I am about to move on to the content of the bill, but the whole census project goes far wider and deeper. Obviously, Jamie Greene will be aware that the fact that the census will be digital will also have an implication for stress testing. Its being digital adds a new dynamic to the census.
All remaining outputs should be published over the two years following the first set of estimates, including those on sexual orientation and transgender status and history. It is essential that we have quality data, so we must use the required time to achieve that. The bill is an important part of that. I am sure that everyone knows that the purpose of the bill is to amend the Census Act 1920, to allow questions on sexual orientation and transgender status and history to be answered on a voluntary basis.

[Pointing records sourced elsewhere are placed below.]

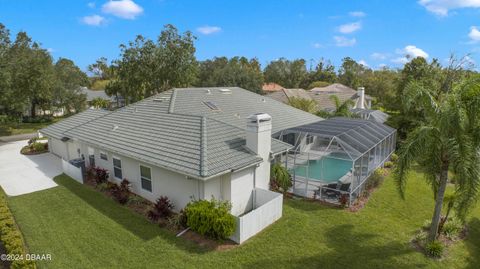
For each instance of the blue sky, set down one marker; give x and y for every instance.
(376, 32)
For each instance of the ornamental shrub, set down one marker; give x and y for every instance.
(434, 249)
(161, 209)
(280, 179)
(211, 218)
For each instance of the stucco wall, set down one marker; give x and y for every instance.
(241, 191)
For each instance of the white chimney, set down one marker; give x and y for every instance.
(259, 139)
(361, 98)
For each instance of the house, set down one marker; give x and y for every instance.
(271, 87)
(189, 143)
(322, 96)
(91, 95)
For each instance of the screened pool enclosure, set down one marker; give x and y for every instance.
(332, 159)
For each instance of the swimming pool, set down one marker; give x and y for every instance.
(326, 169)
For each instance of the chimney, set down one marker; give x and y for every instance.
(361, 98)
(259, 139)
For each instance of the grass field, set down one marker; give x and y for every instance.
(83, 229)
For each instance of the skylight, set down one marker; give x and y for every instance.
(211, 105)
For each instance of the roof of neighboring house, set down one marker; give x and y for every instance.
(271, 87)
(369, 114)
(58, 129)
(91, 94)
(322, 95)
(285, 95)
(198, 132)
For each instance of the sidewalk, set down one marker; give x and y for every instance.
(19, 137)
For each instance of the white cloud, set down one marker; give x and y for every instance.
(409, 52)
(94, 20)
(358, 14)
(125, 9)
(474, 34)
(442, 7)
(378, 56)
(350, 27)
(363, 62)
(341, 41)
(208, 30)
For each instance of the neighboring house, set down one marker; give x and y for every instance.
(91, 94)
(322, 96)
(271, 87)
(191, 143)
(285, 95)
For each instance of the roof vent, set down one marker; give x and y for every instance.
(161, 99)
(225, 91)
(211, 105)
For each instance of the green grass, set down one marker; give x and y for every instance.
(24, 128)
(81, 228)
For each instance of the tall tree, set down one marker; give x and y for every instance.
(32, 72)
(289, 74)
(67, 91)
(146, 67)
(351, 72)
(447, 139)
(237, 71)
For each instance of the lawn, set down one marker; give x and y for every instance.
(83, 229)
(24, 128)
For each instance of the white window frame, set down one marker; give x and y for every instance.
(103, 153)
(121, 167)
(150, 179)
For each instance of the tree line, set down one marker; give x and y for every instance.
(31, 79)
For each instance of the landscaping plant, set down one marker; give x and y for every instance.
(280, 179)
(211, 218)
(161, 209)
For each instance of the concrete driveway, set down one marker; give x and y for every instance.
(21, 174)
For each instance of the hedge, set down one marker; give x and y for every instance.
(11, 236)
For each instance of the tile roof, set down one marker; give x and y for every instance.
(178, 131)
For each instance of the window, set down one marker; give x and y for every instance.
(309, 139)
(146, 178)
(117, 168)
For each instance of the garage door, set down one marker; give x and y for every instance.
(58, 148)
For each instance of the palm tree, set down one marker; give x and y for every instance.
(342, 109)
(306, 105)
(448, 138)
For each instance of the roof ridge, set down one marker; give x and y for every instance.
(203, 147)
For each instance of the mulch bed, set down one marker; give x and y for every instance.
(142, 206)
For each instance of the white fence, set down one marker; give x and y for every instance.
(268, 209)
(72, 171)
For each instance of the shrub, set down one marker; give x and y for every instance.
(11, 236)
(280, 179)
(452, 227)
(101, 175)
(388, 164)
(343, 200)
(161, 209)
(420, 237)
(375, 179)
(434, 249)
(211, 218)
(122, 193)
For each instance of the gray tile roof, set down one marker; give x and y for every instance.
(178, 131)
(58, 129)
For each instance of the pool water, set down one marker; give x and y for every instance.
(325, 169)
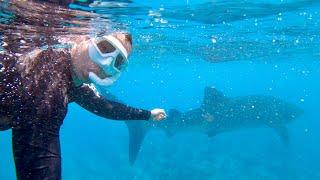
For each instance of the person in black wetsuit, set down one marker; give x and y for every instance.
(36, 88)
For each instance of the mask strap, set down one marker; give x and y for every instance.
(117, 44)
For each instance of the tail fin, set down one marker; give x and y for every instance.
(136, 135)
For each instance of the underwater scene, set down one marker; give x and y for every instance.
(239, 81)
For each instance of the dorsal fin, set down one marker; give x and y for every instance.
(212, 97)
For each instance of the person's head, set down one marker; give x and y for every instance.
(100, 60)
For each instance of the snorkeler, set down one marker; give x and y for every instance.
(35, 90)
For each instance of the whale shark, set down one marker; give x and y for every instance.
(218, 114)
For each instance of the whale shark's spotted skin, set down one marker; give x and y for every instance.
(219, 114)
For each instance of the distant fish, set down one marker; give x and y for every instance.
(219, 114)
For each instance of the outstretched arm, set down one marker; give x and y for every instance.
(88, 99)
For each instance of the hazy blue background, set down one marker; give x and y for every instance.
(241, 48)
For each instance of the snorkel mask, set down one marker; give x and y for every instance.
(109, 53)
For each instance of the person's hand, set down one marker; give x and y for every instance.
(158, 114)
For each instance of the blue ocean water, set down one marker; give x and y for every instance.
(180, 47)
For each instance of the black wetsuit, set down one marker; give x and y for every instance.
(35, 97)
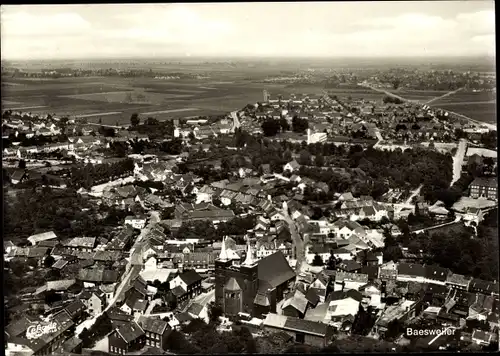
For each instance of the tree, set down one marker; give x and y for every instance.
(317, 261)
(214, 313)
(49, 261)
(271, 127)
(319, 160)
(305, 158)
(331, 264)
(134, 120)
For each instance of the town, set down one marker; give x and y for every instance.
(298, 223)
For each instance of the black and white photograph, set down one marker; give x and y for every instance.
(249, 178)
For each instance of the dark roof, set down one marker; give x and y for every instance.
(190, 277)
(436, 273)
(183, 317)
(156, 326)
(178, 291)
(75, 307)
(275, 270)
(195, 309)
(130, 332)
(339, 295)
(312, 296)
(485, 182)
(412, 269)
(307, 326)
(18, 327)
(483, 285)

It is widely recognised that there is limited evidence on the experiences of transgender people in Scotland, and there is no fully tested question with which to collect information. Therefore, the census will take a big step forward in order to ensure that we can develop the evidence that is needed to provide support and protection for Scotland’s transgender population.
Sexual orientation is already asked about in most household surveys in Scotland, and it is proposed that the sexual orientation question for the 2021 census will mirror the question that is already used in those other surveys and elsewhere in the United Kingdom.

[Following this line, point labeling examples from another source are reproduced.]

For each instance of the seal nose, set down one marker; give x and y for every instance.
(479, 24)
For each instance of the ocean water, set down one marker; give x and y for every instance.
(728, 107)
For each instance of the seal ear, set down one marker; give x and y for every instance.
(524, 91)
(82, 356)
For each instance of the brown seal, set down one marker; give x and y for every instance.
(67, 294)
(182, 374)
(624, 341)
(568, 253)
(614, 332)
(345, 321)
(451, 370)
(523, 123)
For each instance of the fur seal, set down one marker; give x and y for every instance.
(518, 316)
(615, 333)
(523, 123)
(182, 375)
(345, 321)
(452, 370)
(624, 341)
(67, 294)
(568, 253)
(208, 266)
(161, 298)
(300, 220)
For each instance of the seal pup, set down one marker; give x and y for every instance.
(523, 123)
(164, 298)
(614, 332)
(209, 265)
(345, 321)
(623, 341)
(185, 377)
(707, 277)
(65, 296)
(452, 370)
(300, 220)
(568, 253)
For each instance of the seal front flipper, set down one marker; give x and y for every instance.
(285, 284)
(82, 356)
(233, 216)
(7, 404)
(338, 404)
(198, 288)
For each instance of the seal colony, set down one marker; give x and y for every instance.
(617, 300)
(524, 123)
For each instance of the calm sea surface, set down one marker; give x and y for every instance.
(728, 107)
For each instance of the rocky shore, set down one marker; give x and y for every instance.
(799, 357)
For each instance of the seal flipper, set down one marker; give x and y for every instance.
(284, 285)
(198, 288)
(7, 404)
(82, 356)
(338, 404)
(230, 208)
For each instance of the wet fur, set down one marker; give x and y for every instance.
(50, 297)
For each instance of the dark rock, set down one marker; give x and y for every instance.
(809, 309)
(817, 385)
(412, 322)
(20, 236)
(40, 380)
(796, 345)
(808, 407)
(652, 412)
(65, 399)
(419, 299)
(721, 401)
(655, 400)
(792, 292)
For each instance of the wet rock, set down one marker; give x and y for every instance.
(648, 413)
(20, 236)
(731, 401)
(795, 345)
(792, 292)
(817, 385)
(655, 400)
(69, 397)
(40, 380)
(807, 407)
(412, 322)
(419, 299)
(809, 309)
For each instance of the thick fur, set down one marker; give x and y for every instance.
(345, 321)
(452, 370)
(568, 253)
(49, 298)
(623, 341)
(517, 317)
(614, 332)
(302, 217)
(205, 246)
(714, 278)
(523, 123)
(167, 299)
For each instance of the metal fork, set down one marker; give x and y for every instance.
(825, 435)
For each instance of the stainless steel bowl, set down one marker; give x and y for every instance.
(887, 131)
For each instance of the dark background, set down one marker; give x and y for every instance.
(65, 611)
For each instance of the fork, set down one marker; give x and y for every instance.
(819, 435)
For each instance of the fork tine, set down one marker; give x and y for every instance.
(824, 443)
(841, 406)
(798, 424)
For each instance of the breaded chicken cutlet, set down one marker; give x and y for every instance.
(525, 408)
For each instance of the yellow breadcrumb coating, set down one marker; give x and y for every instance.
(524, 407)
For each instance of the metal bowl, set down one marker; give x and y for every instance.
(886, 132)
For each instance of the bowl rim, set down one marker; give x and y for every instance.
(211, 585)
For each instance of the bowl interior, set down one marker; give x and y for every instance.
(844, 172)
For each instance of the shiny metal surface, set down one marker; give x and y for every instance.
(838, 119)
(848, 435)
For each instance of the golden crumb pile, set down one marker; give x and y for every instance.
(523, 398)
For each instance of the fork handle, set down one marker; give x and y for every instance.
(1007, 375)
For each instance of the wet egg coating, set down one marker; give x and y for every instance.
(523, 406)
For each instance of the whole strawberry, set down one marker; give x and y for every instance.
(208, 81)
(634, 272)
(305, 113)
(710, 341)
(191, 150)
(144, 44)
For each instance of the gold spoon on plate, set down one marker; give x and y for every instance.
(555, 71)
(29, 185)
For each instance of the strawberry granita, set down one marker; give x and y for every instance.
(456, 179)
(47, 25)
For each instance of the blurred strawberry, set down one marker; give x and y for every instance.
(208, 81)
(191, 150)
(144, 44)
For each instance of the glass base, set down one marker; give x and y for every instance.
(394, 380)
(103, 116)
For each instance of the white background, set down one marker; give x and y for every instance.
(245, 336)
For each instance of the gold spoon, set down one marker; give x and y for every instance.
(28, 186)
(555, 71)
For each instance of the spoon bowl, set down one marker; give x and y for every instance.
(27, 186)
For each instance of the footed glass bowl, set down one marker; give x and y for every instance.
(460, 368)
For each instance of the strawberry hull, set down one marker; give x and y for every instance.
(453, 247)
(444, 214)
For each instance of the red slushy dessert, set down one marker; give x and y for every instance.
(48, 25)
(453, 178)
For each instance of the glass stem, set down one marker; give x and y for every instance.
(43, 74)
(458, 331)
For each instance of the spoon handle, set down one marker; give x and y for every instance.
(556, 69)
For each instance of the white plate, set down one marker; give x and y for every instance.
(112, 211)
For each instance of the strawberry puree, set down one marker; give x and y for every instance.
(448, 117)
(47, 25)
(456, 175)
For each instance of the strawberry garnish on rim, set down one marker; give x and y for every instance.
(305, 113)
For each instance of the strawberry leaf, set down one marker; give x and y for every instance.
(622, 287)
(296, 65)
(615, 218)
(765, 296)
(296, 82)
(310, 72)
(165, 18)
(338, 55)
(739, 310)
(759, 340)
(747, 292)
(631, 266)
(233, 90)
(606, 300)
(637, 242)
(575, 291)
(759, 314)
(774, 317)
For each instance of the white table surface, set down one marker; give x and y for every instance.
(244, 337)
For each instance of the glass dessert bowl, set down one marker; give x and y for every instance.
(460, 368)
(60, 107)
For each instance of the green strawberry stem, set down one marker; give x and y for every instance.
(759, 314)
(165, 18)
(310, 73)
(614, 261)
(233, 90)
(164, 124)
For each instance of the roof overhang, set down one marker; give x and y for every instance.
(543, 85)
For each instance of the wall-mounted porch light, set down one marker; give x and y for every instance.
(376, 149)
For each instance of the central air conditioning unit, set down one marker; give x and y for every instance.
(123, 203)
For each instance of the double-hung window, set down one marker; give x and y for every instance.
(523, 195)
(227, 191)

Society has changed significantly and rapidly in the years since the last census, so we must ensure that the census in 2021 reflects that. As I just reported in my response to Jamie Greene, the need for collecting the information was arrived at through a process of consultation and research. National Records of Scotland has worked, and continues to work, with stakeholders to understand the needs and concerns of the relevant communities.
The power to ask such questions to be answered on a compulsory basis already exists in the Census Act 1920. Refusing or neglecting to answer a census question is an offence under section 8 of that act. We want to ensure that non-completion of the questions that are to be answered voluntarily will not result in the penalties that exist for non-compliance in respect of mandatory questions. It is critical that nobody is, or in any way feels, compelled to answer such important but sensitive questions. The bill therefore seeks to mitigate any concerns about intrusion into private life by making answering the questions voluntary, as was the case with religion when it was included for the first time in the 2001 census.

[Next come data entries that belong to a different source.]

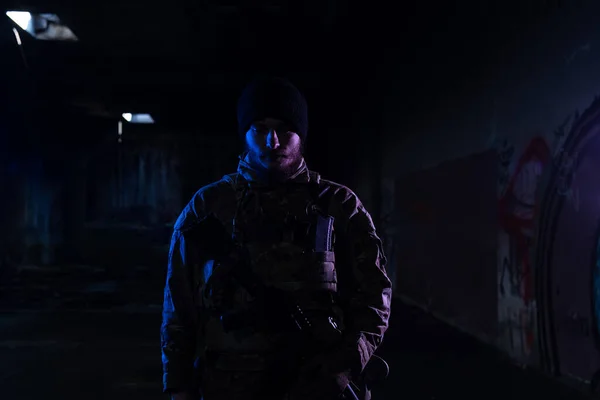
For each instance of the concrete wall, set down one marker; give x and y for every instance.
(536, 112)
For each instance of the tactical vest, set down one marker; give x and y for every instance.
(289, 239)
(288, 234)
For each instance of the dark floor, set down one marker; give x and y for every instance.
(59, 352)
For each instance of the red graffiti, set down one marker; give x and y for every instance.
(517, 211)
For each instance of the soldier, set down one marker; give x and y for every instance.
(276, 285)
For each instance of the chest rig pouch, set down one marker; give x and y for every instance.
(291, 241)
(322, 272)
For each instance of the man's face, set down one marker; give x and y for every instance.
(274, 146)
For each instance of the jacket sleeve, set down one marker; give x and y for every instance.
(365, 289)
(179, 320)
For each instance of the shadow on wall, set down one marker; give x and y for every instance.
(444, 242)
(113, 206)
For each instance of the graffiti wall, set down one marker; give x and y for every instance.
(549, 214)
(517, 211)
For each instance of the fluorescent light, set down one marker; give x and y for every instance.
(21, 18)
(138, 118)
(42, 26)
(17, 36)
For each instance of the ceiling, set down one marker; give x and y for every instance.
(186, 61)
(145, 57)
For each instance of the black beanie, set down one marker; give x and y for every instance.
(272, 98)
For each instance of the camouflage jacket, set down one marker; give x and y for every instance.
(363, 285)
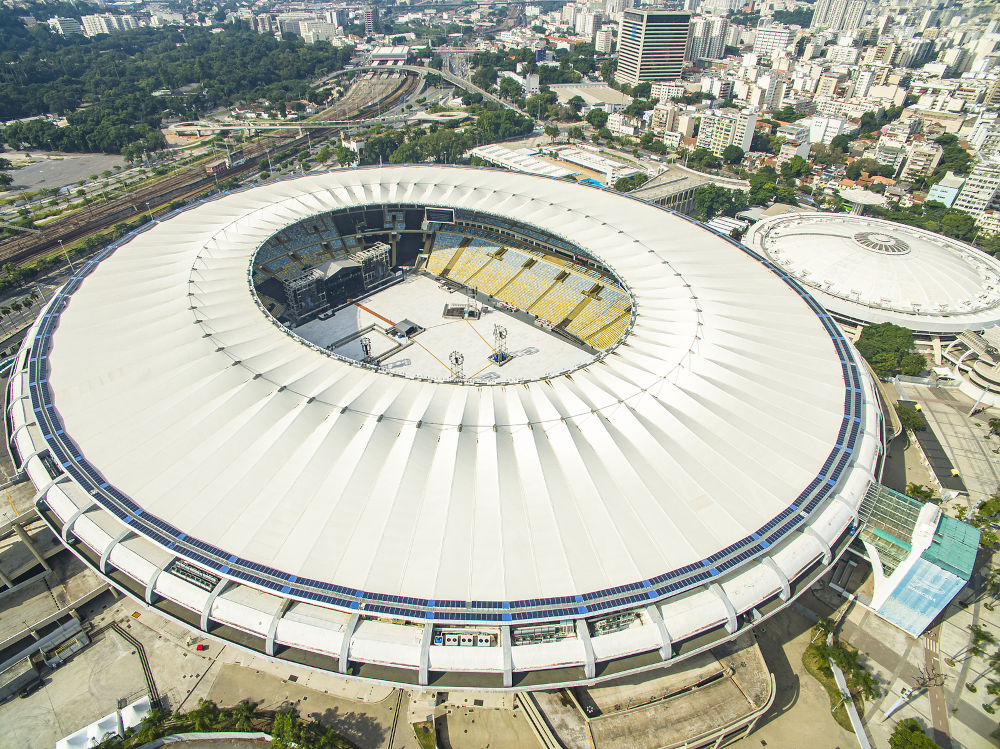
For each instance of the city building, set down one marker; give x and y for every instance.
(65, 26)
(336, 16)
(370, 18)
(865, 270)
(838, 15)
(588, 22)
(652, 45)
(921, 159)
(791, 148)
(106, 24)
(603, 41)
(316, 31)
(726, 127)
(665, 91)
(947, 189)
(620, 123)
(981, 189)
(420, 526)
(824, 129)
(708, 37)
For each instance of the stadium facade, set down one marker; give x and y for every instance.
(702, 468)
(866, 270)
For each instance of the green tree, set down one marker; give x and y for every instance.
(911, 418)
(642, 90)
(510, 89)
(912, 364)
(732, 154)
(884, 346)
(576, 103)
(909, 735)
(919, 492)
(712, 200)
(841, 142)
(597, 118)
(244, 715)
(958, 224)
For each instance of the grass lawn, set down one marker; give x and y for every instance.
(820, 671)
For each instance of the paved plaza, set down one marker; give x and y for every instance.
(420, 299)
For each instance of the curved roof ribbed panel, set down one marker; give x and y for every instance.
(712, 417)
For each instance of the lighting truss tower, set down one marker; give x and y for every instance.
(500, 343)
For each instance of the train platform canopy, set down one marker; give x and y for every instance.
(390, 54)
(921, 558)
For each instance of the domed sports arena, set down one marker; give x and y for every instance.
(866, 270)
(445, 427)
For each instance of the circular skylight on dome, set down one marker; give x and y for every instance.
(877, 241)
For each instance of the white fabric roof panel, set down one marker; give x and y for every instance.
(713, 416)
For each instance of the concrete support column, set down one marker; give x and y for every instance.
(26, 540)
(667, 649)
(508, 660)
(207, 608)
(272, 630)
(590, 662)
(345, 646)
(731, 625)
(827, 552)
(68, 527)
(151, 585)
(110, 547)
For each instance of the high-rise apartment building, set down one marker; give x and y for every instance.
(708, 38)
(65, 26)
(652, 45)
(772, 37)
(602, 41)
(726, 127)
(370, 16)
(587, 22)
(337, 16)
(981, 189)
(838, 15)
(107, 24)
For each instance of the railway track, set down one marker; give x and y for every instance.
(181, 185)
(154, 695)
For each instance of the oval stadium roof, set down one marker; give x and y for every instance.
(732, 411)
(876, 271)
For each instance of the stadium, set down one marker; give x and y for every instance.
(865, 270)
(445, 427)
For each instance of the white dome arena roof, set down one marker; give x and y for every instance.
(877, 271)
(731, 414)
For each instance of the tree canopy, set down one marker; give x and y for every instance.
(105, 85)
(909, 735)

I am pleased that the Culture, Tourism, Europe and External Affairs Committee supported the general principles of the bill in its stage 1 report. I was likewise pleased by the support of parliamentary colleagues at the stage 1 debate on 28 February. In my stage 1 response to the committee and Parliament, I committed to lodging amendments at stage 2 to address the perceived conflation of sex and gender identity in the bill. I delivered on that commitment and, I am glad to say, the committee accepted the amendments.
National Records of Scotland worked with the Equality Network and others on the specific text of the amendments before they were lodged. That work included consulting other interested stakeholders—including the women’s groups that responded to the committee’s call for evidence at stage 1—to highlight the suggested amendments and to seek people’s views on them. I am pleased to say that only support for them was received.
The amendments placed transgender status and history into schedule 1 of the Census Act 1920 as an entry on its own alongside religion and sexual orientation, and removed the provision in the bill that would have added “including gender identity” to the paragraph in that schedule that contains the word “sex”. The amendments have ensured that the census order will be available to make the question on transgender status and history voluntary, which is one of the key purposes of the bill.
The census bill will allow questions on sexual orientation and transgender status and history to be voluntary. However, there is still a subordinate legislation process to follow, which will very soon be under way, to ensure that the questions are included in our 2021 census. I am grateful for the support of Parliament up to this point, and I look forward to the further extensive engagement that lies ahead.
I move,
That the Parliament agrees that the Census (Amendment) (Scotland) Bill be passed.